A draft law that would give Armenian police the right to monitor people’s phone conversations, so long as they receive approval from a court, has passed its first hearing in parliament.
The draft bill, passed by parliament on 10 December, must still go through a final second hearing.
Armenia’s police have always had the right to tap phone calls, but only if they received court approval and the go-ahead from the National Security Service (NSS). Under the new law, the police would no longer require permission from the NSS.
The co-authors of the bill, My Step MPs Armen Khachatryan and Sipan Pashinyan, have claimed that the bill will help to increase the effectiveness of police investigations and will help them solve cases more quickly.
In addition to the NSS and the police, the only other body that is permitted to legally monitor phone calls are prison administrations, and only within their own walls.
The draft bill would create a unit within the police to carry out phone surveillance. This department would also oversee internet surveillance.
Too much power?
The draft bill has been widely debated online with experts and MPs chiming in on its appropriateness.
On 12 December a discussion was held surrounding the nature of the bill at the Hodvac 3 press club with MPs Armen Khachatryan and Sipan Pashinyan, as well as the head of local rights group the Helsinki Citizens’ Assembly Vanadzor Office, Artur Sakunts, and ethnographer Hranush Kharatyan.
During the discussion, Khachatryan claimed the bill would lighten the workload of the NSS and allow them to allocate their resources on more useful and productive issues.
Khachatryan added that ‘80% of crimes’ were solved by the police, rather than the NSS, anyway.
‘The police require telephone surveillance the most, however, they are dependent on the NSS’, he said. ‘We are trying to give the police their own tools to productively carry out its investigations.’
When asked if the police can now secretly listen in on the NSS without its permission, Sipan Pashinyan stated that the aim of the bill was not for one state body to eavesdrop on another, but rather concerns individuals that have committed large and serious crimes.
‘The question should be, “can the police or NSS officers be investigated for such crimes?”’ Pashinyan asked, before answering his own question in the affirmative.
Hranush Kharatyan expressed disapproval of the draft bill.
‘What concerns me about this bill is that I believe the NSS is not supervised by the state anymore.
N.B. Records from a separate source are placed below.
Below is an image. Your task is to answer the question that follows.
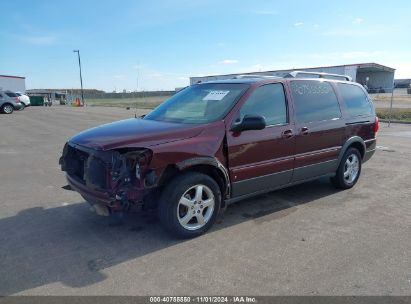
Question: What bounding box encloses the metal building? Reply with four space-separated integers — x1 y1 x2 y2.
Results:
394 79 411 88
190 63 395 92
0 75 26 92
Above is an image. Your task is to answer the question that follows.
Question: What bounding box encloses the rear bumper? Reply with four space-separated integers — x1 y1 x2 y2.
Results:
363 148 375 163
363 138 377 163
14 103 24 110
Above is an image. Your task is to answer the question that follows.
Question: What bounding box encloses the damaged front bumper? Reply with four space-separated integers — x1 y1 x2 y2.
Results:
60 142 157 213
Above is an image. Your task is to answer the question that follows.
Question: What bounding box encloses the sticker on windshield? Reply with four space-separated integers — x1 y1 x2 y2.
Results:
203 90 230 101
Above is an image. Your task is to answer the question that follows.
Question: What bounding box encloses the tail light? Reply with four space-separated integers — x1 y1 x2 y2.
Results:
15 97 21 103
374 116 379 135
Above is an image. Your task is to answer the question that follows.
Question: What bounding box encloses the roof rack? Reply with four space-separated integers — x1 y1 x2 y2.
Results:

It has become a separate body’, she said. ‘The state needs an inspection body that it trusts. Maybe, only in this case, I would tolerate allowing the police to undertake telephone surveillance.’
The two MPs claimed that the government was trying to carry out systemic changes and that this draft bill was just a small part of those changes, more of a ‘technical change.’
After the discussion, Sakunts and Kharatyan gave an interview to CivilNet in which they continued to criticise the draft bill. Sakunts claimed that the state was arming an institution that still needs systemic reforms, and as such, the bill was risky.
‘It’s like a nuclear weapon in the hands of North Korea compared to it being in the hands of France. The latter has the proper legal tools to regulate and supervise that weapon, whereas the former [does not].’ Sakunts said.
Kharatyan raised concerns that there were no laws in place ensuring that telephone surveillance would not be abused by the police.
Both agreed that there needed to be wide-ranging and systemic reform of the police before they were given easy access to telephone surveillance.
The draft bill will go before parliament for its second hearing early next year.